Segundo Belsey (2005) apud Shariff (2011, p. 58), o cyberbullying envolve:
O uso de informações e de tecnologias da comunicação, como o e-mail, o telefone celular e aparelhos de envio de mensagens de texto, as mensagens instantâneas, os sites pessoais difamatórios e os sites difamatórios de votações na internet com o objetivo de apoiar o comportamento deliberado, repetido e hostil por parte de um indivíduo ou de um grupo que tem a intenção de prejudicar outros indivíduos.
Ainda, de acordo com o parágrafo único do art. 2º da Lei nº 13.185, de 06 de novembro de 2015, Lei que instituiu o Programa de Combate à Intimidação Sistemática (Bullying) no Brasil:
Há intimidação sistemática na rede mundial de computadores (cyberbullying), quando se usarem os instrumentos que lhe são próprios para depreciar, incitar a violência, adulterar fotos e dados pessoais com o intuito de criar meios de constrangimento psicossocial (BRASIL, 2015).

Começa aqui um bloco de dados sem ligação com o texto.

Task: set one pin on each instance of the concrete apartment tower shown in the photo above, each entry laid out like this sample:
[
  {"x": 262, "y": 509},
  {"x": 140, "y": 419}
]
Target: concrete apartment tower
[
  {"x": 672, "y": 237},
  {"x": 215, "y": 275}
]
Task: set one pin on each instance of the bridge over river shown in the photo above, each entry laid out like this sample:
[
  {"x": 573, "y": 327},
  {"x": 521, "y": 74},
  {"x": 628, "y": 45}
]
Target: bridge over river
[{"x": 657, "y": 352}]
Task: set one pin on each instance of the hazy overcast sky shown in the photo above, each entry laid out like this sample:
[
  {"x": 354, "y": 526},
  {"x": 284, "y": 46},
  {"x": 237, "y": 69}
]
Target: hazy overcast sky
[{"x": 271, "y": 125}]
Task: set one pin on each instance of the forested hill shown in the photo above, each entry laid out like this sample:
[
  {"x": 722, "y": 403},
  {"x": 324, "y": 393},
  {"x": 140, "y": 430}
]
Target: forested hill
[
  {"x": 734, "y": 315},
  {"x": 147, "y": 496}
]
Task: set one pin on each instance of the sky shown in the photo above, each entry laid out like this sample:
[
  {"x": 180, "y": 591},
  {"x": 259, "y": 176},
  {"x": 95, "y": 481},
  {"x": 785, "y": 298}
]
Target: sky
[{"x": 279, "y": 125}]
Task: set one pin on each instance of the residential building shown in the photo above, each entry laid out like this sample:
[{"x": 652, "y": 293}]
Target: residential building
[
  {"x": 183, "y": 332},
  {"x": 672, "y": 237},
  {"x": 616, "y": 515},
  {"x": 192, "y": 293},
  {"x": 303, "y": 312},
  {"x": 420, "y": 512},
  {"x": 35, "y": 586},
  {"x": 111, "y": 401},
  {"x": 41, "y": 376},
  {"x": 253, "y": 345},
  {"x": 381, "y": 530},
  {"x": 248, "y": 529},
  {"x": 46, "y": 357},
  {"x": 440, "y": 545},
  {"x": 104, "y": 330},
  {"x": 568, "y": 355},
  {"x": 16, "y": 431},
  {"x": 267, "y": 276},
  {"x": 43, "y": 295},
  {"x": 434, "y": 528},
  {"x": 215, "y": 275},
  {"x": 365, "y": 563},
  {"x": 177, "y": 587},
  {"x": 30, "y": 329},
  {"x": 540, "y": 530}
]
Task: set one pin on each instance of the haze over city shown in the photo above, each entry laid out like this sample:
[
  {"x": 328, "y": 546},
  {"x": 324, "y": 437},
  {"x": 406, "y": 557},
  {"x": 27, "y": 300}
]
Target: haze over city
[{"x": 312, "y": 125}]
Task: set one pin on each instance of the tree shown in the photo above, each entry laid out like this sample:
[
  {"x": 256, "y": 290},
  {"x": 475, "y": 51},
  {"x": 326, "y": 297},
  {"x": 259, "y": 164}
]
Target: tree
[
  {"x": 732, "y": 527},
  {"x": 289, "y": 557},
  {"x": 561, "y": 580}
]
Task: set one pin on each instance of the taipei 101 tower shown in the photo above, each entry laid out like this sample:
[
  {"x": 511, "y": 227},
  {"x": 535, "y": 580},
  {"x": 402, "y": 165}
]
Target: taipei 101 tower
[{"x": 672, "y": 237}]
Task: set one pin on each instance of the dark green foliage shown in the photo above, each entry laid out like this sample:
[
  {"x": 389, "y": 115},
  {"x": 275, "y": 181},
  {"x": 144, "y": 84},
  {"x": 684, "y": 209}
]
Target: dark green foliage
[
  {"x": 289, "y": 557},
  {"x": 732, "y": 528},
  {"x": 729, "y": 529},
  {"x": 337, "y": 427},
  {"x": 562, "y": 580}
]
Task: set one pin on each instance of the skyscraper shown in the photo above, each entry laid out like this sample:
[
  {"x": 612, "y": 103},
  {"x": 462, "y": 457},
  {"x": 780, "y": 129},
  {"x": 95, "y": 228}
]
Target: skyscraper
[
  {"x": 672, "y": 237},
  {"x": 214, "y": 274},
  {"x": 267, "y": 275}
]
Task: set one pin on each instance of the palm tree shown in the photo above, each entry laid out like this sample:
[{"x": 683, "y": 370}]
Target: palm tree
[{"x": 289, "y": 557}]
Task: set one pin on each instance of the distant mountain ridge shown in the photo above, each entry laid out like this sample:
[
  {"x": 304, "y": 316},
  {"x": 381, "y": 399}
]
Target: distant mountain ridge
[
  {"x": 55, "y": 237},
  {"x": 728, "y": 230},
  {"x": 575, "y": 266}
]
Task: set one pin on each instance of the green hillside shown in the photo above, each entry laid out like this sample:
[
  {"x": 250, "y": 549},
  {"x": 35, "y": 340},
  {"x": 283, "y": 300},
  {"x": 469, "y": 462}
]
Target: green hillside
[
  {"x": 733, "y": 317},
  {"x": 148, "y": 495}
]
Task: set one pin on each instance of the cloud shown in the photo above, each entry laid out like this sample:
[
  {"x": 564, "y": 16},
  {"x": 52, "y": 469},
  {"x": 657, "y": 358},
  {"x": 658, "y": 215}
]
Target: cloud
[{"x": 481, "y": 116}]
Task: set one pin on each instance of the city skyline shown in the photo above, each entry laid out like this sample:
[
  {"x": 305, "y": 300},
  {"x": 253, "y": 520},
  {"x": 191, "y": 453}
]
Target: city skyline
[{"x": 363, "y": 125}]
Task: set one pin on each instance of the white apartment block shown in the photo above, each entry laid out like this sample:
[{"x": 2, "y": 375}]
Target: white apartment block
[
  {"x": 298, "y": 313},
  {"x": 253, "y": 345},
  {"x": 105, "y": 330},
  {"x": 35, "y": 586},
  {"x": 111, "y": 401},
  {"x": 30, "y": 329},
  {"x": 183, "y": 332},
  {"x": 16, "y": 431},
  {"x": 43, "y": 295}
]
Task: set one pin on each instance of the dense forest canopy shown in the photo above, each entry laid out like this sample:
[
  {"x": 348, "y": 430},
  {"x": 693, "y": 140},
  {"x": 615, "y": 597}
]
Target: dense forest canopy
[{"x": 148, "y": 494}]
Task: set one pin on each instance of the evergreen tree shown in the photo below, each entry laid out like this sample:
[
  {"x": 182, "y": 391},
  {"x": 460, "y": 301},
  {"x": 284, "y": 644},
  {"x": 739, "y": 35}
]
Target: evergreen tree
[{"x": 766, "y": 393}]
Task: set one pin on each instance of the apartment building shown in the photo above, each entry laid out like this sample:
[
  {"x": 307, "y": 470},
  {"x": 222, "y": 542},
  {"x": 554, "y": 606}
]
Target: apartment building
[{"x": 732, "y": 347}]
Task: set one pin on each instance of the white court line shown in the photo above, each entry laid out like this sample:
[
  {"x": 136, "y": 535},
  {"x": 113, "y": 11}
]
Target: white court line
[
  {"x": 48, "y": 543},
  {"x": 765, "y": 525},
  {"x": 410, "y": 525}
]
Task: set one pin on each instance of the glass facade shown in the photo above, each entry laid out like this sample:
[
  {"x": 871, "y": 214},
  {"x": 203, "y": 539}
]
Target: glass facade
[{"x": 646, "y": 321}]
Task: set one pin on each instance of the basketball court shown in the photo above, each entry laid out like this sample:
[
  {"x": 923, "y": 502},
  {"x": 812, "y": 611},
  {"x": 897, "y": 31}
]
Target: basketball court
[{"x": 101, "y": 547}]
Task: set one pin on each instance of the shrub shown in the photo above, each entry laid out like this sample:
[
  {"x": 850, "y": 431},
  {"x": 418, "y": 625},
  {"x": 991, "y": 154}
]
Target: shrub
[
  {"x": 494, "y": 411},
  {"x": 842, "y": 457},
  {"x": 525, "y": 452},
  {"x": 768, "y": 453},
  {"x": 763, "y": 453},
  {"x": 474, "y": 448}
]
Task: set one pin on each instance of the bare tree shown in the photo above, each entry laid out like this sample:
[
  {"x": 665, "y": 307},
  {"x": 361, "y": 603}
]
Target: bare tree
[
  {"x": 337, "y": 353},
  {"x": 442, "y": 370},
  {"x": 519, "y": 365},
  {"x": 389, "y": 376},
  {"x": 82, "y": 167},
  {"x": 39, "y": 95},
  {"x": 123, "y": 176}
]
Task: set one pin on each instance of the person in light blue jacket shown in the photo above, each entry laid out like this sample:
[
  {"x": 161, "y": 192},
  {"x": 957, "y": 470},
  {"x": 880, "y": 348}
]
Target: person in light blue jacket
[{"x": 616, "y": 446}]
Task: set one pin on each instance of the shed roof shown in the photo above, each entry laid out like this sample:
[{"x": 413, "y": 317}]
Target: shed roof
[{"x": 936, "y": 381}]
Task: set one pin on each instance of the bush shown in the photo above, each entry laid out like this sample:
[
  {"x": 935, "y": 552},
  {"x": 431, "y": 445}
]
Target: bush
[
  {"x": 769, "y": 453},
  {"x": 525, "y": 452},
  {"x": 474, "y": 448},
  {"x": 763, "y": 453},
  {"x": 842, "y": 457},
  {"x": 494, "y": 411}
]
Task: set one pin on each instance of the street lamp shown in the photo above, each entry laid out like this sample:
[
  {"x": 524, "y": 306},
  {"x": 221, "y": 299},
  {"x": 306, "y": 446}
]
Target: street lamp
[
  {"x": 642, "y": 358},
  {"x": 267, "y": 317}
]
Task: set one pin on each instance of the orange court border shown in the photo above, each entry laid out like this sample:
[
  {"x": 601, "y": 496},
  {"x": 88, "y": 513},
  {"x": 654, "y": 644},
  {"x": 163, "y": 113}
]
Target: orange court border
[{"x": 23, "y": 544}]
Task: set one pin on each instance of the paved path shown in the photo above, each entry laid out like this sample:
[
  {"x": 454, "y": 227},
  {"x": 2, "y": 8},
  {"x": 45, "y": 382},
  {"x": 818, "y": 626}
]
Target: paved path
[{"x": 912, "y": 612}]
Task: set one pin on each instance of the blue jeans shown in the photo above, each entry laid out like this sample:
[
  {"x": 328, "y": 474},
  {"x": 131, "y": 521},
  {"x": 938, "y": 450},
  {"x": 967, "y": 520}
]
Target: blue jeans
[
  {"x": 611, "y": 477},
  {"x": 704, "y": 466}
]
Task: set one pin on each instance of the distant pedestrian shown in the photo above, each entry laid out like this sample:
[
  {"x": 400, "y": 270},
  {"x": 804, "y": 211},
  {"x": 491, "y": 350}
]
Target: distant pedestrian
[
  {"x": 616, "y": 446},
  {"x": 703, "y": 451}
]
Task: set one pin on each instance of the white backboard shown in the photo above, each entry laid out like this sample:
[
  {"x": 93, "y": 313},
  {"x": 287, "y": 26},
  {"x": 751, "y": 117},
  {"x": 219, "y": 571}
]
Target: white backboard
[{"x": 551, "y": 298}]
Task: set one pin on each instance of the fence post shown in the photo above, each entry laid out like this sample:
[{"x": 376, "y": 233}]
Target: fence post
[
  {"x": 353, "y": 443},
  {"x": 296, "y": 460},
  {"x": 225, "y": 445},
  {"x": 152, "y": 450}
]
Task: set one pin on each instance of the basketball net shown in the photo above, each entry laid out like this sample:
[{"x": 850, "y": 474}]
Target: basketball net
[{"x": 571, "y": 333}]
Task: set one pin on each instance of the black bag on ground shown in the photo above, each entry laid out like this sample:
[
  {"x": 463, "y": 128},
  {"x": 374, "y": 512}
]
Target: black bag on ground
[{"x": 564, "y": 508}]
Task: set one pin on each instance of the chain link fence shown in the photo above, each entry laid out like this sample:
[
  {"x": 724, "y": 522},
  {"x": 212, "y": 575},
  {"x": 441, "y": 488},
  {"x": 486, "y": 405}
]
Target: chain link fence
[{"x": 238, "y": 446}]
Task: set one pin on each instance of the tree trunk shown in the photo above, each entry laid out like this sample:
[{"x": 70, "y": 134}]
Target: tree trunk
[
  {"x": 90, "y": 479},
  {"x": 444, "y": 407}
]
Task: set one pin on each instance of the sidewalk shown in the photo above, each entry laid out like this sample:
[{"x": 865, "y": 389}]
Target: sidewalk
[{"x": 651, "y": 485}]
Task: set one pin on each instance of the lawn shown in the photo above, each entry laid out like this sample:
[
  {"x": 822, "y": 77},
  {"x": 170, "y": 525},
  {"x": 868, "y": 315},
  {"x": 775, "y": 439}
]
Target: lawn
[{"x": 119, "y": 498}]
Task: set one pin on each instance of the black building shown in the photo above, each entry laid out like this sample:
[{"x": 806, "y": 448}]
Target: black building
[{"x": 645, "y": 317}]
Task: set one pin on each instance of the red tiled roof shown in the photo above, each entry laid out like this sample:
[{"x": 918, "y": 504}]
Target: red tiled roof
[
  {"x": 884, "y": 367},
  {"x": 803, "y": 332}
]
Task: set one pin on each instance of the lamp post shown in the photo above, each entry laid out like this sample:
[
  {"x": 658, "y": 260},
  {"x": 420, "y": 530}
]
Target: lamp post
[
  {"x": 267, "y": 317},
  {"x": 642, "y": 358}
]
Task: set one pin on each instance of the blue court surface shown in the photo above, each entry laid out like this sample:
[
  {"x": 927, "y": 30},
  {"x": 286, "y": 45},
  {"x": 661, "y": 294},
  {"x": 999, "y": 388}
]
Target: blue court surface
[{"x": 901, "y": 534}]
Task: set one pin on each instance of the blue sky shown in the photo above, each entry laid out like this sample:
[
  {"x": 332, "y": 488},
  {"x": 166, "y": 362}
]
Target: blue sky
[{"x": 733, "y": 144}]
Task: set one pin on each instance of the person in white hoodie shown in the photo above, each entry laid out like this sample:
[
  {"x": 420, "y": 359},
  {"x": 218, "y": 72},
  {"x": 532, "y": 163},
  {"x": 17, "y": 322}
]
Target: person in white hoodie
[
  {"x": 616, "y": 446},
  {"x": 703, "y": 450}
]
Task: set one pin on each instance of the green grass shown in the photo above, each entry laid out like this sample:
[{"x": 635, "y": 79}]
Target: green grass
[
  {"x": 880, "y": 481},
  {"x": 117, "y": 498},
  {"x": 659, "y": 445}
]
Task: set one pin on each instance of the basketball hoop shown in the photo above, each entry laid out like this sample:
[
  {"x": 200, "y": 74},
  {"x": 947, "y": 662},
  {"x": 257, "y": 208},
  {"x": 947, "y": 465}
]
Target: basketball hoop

Para Wanzinack (2014), a possibilidade de atingir plateias em proporções incomensuráveis potencializa dramaticamente os sentimentos de vergonha e humilhação da vítima do cyberbullying, até porque as agressões podem ocorrer a qualquer hora e em qualquer lugar, a ponto das vítimas se sentirem tão indefesas que, em alguns casos, culminam em suicídio, tornando a prática dessa modalidade de bullying mais devastadora que a tradicional.
Na mesma linha, Shariff (2011) diz que o cyberbullyng tem como características o anonimato, uma vez que em sua grande maioria os autores usam perfis falsos (casos ocorridos nas redes sociais); um maior número de espectadores; o predomínio do assédio sexual e da perseguição homofóbica, característica que está relacionada com as diferenças e discriminações de gênero e de orientação sexual; o caráter de permanência da manifestação, já que as mensagens, fotos ou vídeos compartilhados nos meio virtuais podem ser salvos, encaminhados e replicados continuamente.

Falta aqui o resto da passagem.